5 Things To Keep In Mind Before You Consider Having Sex With An Ex
Nostalgia is like a drug that makes you love something in hindsight, which if you really think about it, wasn’t really that great in the first place. Like your ex. You broke up for a reason, but there you are, all tempted by his hot bod (he looked exactly the same before), his bearded look (unruly hair on face? wow) and co-incidentally, he still wears the perfume you loved on him.
It’s been a while, and you assume that maybe, staying in touch with an ex isn’t that bad after all. So you catch up over a couple of drinks and before you know it, your sexual longing is making you take bad decisions.

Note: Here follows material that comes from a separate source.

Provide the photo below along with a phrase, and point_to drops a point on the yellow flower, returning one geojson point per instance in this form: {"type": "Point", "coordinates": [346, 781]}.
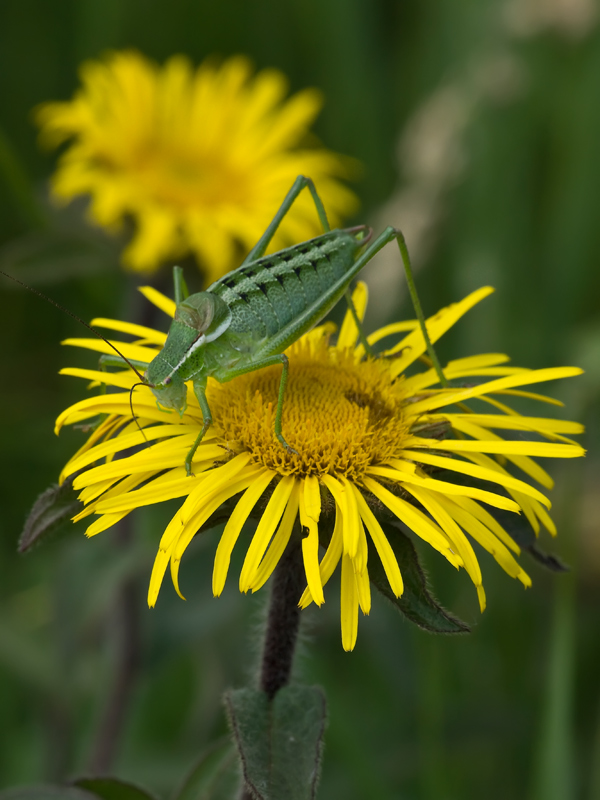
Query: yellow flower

At this point, the only bad decision you care about is having worn your boy short panties!
Hold that thought. Sex with an ex is a complicated concept, and you wouldn’t want to go for it without being mentally prepared. Keep these things in mind to before you consider having sex with an ex. Say this a couple of times, it rhymes. Okay, back to the point of the article.
Sex shouldn’t be used as a means to rekindle your relationship
Sleeping with him won’t make him want you back and vice versa. Understand that sex can be for just physical pleasure. Canoodling with him will probably cloud your judgment but not fix the issues that broke your relationship. Keep that in mind and to avoid the blame game, make sure both of you are on the same page.
It will either give you closure or make moving on impossible
For some people, having that one last sex is like closing the door behind an ex. While for some, it is a way of being in denial and keeping in contact with their ex. Sex can blur the boundaries you had drawn between you, which kinda defeats the whole purpose of a break up. So consider what type you fall under before letting your past temptations take over.
Discuss expectations beforehand
Will it be a one-off or an ongoing arrangement? Is cuddling too harmful for your emotions? It’s always better to keep expectations in check. You’re already aware of the damage unmet expectations cause.
Prepare for an emotional turmoil
I know, when you’re at the crossroad, you probably feel invincible and assume that it cannot perforate your heart. Except it does! Once you’ve dived into ex sex, you will realise that it does make you feel a mix of emotions you weren’t really prepared for! Which is why, it’s best if you know that in advance and be ready to experience it for a bit before picking yourself up again!
While at it, don’t let grudges hold you back or reduce your self-worth
If you did choose to go with sex with an ex, for all it’s worth – just have fun! Don’t hold grudges or discuss your ex-relationship woes. Not in bed! Neither should you feel under-confident. Be a goddess, and own every single of your orgasms because you’re not taking all the messy emotional pain for nothing!